В просторном красно-черном зале стихли все разговоры; был слышен только рояль, отчего напряженность в наступившей тишине была еще заметнее. Управляющий сделал попытку вмешаться, однако офицер с такой силой его оттолкнул, что тот, задев официанта, упал. Несколько женщин закричали. А офицер схватил Исраеля Лазара за лацканы смокинга и плюнул ему в лицо, вопя о ненависти к евреям. Вступился муж Сары, но был оглушен ударом кулака.
– Разве вы не знаете, что в этой стране не терпят евреев? Что их ставят ниже собак? Что хорош только мертвый еврей?

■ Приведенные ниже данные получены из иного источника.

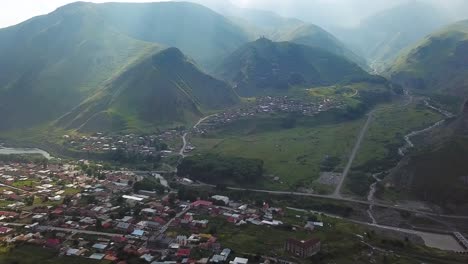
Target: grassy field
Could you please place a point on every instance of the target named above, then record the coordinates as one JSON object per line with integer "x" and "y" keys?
{"x": 294, "y": 155}
{"x": 379, "y": 149}
{"x": 28, "y": 254}
{"x": 389, "y": 125}
{"x": 340, "y": 241}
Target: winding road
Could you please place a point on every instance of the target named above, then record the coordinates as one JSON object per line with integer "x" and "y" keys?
{"x": 184, "y": 136}
{"x": 337, "y": 192}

Рояль замолк. Вокруг Сары все завертелось. Она удивилась тому, что скорее изумлена, чем испугана, и замечает совершенно посторонние подробности: платье, идущее красивой блондинке, прекрасное жемчужное ожерелье седой дамы, красивые ноги сгрудившихся у занавеса танцовщиц. Она услышала, как кричит:
– Папа!
Сопровождавшие офицера солдаты окружили ее, говоря, что она недурна для еврейки. Один из них протянул руку к белому платью. Словно в кошмарном сне, она услышала, как трещит рвущаяся ткань. Очнувшийся муж бросился было к ней. О его голову разбили бутылку. С залитым кровью лицом он медленно рухнул снова.
На белом платье появились красные пятнышки. Не пытаясь прикрыть обнаженную, залитую кровью грудь, она ошеломленно опустила голову. Затем странно посмотрела на свои пальцы. И тогда пронзительно закричала.
– Заткнись, грязная тварь! – рявкнул офицер.
Выплеснутый ей в лицо коньяк обжег глаза и ноздри, остановив ее вопль. От запаха спиртного ее затошнило. Она наклонилась, и ее вырвало. Она не заметила движение офицера. Ударом сапога прямо по животу ее отбросило к колонне.
– Дрянь, она меня всего загадила!
С этого мгновения мир утратил свои очертания: и муж, валявшийся на полу, и она сама в собственной блевотине, и ее отец, которого волокли за длинные седые, постепенно красневшие волосы, выкрики, свистки, сирены, наконец, последние слова, услышанные уже после того, как за ней захлопнулись дверцы машины скорой помощи.
– Помилуйте, это же евреи…
– И что дальше? – переспросила Леа.
– А дальше, – произнес мягкий голос Сары Мюльштейн, – их бросают в лагеря, истязают, убивают.